Local actors may perceive a profound crisis as a structural
crisis, they may define the dominating branch in the cluster as a
sunset-industry which does not deserve promotion, and they may
direct their promotion activities at diversifying the local
economic base, preferably achieving broad diversification in order
to avoid the vulnerability of depending on just one branch. In
other words, local actors may perceive a de-clustering policy as
the best option.
- Another constellation has been observed in old clusters, for
instance the Ruhr Valley. Communication and co-operation between
local actors may become so intense that their ability to perceive
changes outside the cluster suffers (collective conservatism).

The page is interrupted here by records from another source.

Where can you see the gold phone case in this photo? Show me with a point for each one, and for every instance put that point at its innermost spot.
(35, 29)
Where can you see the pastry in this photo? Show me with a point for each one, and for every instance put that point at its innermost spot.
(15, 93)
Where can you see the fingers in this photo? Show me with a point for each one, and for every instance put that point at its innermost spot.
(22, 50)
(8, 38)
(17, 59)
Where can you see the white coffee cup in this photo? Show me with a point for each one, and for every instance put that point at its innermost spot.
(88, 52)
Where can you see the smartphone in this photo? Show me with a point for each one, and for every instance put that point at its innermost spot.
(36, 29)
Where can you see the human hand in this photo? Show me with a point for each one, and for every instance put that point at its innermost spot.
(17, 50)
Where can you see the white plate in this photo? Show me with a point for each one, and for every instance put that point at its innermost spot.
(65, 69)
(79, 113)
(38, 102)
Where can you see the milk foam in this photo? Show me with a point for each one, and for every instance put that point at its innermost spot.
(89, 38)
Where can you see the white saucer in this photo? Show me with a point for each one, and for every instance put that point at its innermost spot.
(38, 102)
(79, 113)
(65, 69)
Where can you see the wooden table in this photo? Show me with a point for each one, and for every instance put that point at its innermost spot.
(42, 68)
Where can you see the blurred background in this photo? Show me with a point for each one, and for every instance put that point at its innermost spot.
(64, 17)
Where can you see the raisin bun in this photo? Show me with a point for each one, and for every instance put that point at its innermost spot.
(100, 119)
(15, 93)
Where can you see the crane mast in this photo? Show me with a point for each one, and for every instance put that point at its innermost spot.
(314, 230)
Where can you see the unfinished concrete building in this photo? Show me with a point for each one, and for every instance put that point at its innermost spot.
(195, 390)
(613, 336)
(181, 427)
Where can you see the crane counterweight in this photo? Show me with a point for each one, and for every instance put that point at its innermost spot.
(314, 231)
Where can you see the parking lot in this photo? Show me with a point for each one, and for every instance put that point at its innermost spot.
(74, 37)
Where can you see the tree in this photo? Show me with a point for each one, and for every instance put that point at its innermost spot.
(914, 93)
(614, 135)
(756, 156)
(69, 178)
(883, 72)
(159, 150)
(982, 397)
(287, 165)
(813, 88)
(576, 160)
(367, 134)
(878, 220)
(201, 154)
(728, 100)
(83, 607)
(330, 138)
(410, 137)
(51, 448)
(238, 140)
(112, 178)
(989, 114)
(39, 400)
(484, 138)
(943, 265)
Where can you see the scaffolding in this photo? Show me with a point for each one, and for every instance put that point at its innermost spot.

Moreover, they tend to be well organised and politically well
connected. Accordingly, they have both the motivation and the
means to focus at efforts to keep old industries alive rather than
promoting and shaping structural change.
- One important actor will only with great difficulties play a
constructive role in cluster initiatives, namely chambers of
industry and commerce. Chambers cater to firms from all sorts of
sectors and branches. A cluster initiative will involve only a
limited set of branches, and those firms not directly linked to
the dominating branches in the cluster will feel frustrated if the
chamber puts much effort into the cluster initiative. Especially
in those locations where one cluster dominates the local economy,
the firms from other branches will complain loudly since they tend
to perceive that the chamber is dealing too much with the
cluster-related branches anyway.
- There is no reason to believe that politically motivated
differences can more easily be overcome at the local level than at
other levels. It is rather likely that political differences are
intertwined with other factors, such as personally motivated
aversions, traditional enmity between families or elites, economic
rivalries, etc., and that thus a complex set of obstacles emerges
which makes organizing a coherent initiative very complicated.
Global governance patterns create two types of problems for local
initiatives:
- A crucial element of cluster initiatives is networking between
persons rather than organisations. This may face serious obstacles
in a cluster where important firms are not locally-owned, and
directors are changing frequently. Moreover, in large groups the
director of a local branch plant frequently has a limited freedom
of decision. In this respect, dramatic changes in framework
conditions for clustering initiatives can occur if a local firm is
taken over by some external investor.
- External firms can also have a strong impact on cluster
initiatives in a different way. Clusters, especially in developing
countries, are often part of global value chains which are ruled
by some large firm elsewhere, for instance large distribution
chains in industrialised countries. Such a large firm may have an
interest in the long-term perspective and performance of the
cluster, but usually its short-term considerations will prevail.
This frequently means that external buyers are playing cluster
firms against each other to get the best price, or that they
discourage cluster firms to engage in upgrading efforts which
might change the power structure in the value chain. This leads us
back to the observation that fierce rivalry between local firms is
often a major obstacle for local co-operation. Moreover, it means
that even well-meaning government initiatives may stay fruitless.